Por otro lado, el alegato sobre las deficiencias formales de las acusaciones de los implicados ha significado una coartada particularmente conveniente para los estamentos políticos que han asumido la defensa de la versión oficial en torno a los hechos, la cual ubica a la matanza de Acteal como producto de una pugna entre grupos indígenas, a contrapelo de la evidencia documental que indica la participación en esos acontecimientos de grupos paramilitares vinculados al gobierno de entonces.
Por lo demás, el fallo judicial de ayer conlleva una consagración de la impunidad en el caso Acteal, que en los años transcurridos desde entonces ha sido casi total. Los autores materiales capturados, enjuiciados y encarcelados tras la matanza han sido paulatinamente liberados a raíz de fallos judiciales como el de ayer. Las autoridades, por otra parte, han sido omisas en la investigación y el deslinde de responsabilidades intelectuales y políticas de quienes se desempeñaban como altos funcionarios del gobierno de Chiapas, de los mandos militares y de aquellas en las que pudieron incurrir el entonces presidente Ernesto Zedillo –acusado en tribunales de Estados Unidos por familiares de las víctimas, y defendido por los gobiernos mexicano y de aquel país–, su secretario de Gobernación, Emilio Chuayffet; el ex gobernador chiapaneco, Julio César Ruiz Ferro; Jorge Madrazo Cuéllar, a la sazón procurador federal en aquel tiempo, y los generales Mario Renán Castillo y Enrique Cervantes Aguirre, responsables de la séptima Zona Militar y de la Secretaría de la Defensa Nacional, respectivamente.

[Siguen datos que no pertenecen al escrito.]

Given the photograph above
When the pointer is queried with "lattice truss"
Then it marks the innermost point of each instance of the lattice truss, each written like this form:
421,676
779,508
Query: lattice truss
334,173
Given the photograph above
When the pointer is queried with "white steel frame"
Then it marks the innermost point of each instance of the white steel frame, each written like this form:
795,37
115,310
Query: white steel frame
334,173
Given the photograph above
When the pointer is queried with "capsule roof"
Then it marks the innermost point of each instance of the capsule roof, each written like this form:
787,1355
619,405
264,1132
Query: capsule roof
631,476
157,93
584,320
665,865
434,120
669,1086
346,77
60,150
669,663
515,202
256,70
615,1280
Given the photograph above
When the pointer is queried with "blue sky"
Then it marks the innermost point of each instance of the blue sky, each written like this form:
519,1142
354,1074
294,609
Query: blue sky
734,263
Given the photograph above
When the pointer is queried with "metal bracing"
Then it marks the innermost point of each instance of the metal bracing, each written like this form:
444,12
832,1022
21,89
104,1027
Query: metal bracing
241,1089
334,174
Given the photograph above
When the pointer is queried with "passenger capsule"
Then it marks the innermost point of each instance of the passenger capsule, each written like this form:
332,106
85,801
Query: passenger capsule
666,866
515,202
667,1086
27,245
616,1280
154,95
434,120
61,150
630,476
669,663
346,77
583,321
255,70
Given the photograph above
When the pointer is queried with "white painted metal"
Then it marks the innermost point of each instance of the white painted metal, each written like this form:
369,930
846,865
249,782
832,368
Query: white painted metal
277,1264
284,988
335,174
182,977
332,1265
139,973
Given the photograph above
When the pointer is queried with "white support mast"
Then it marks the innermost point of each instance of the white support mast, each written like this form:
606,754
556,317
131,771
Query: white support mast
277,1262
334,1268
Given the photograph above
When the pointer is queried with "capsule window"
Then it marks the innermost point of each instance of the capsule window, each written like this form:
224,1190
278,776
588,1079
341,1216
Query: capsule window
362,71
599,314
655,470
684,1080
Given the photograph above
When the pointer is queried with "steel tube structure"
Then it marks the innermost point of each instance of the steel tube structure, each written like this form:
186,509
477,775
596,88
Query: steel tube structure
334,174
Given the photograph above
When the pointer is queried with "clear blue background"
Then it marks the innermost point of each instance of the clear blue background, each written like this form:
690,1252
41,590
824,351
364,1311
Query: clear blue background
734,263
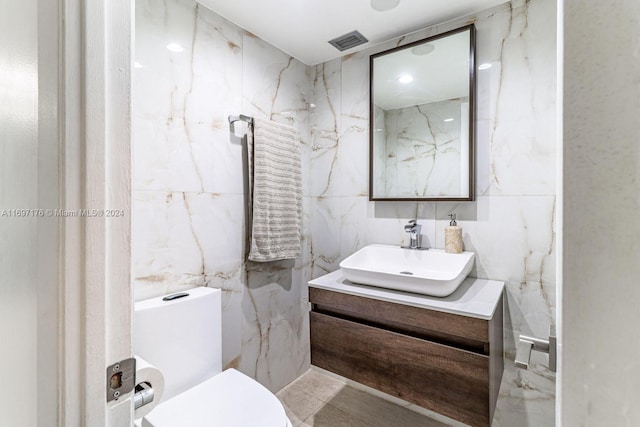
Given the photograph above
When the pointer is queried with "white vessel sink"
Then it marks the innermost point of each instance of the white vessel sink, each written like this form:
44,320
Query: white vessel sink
428,272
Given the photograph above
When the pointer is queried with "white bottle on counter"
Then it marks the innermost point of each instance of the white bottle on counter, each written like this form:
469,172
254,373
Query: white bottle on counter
453,237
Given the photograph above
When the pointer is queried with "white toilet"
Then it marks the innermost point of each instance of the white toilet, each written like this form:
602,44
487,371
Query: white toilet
181,335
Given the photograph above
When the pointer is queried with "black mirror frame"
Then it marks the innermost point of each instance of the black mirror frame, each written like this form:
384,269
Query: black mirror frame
472,108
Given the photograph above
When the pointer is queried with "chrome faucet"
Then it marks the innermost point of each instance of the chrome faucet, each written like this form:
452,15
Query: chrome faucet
415,238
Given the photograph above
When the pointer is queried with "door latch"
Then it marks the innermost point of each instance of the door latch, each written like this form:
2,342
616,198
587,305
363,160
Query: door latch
121,378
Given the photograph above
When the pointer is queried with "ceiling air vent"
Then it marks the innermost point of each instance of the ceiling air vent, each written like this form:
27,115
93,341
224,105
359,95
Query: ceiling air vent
347,41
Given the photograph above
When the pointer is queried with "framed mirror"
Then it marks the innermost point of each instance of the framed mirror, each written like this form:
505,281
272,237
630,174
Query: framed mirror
422,119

El hecho de que los autores materiales de la masacre hayan sido liberados casi en su totalidad y que los responsables políticos de la misma ni siquiera hayan sido llamados a comparecer en tribunales implica que, al día de hoy, las perspectivas de esclarecimiento e impartición de justicia en torno a Acteal se hayan desvanecido. Esa perspectiva no sólo es inadmisible para las víctimas de Acteal y sus deudos, sino para el país en su conjunto, en la medida que refuerza una constante de simulaciones de justicia que se ha reiterado en Aguas Blancas, El Bosque, El Charco; en escenarios represivos como los registrados en Oaxaca y Atenco durante 2006, y en episodios recientes de abuso del poder público como los asesinatos de civiles en Tlatlaya, así como el asesinato y desaparición de normalistas de Ayotzinapa. La institucionalidad encargada de impartir justicia en el país ha vuelto a dar un nuevo golpe a su credibilidad, para infortunio de las víctimas de Acteal, de sus deudos y de la nación entera.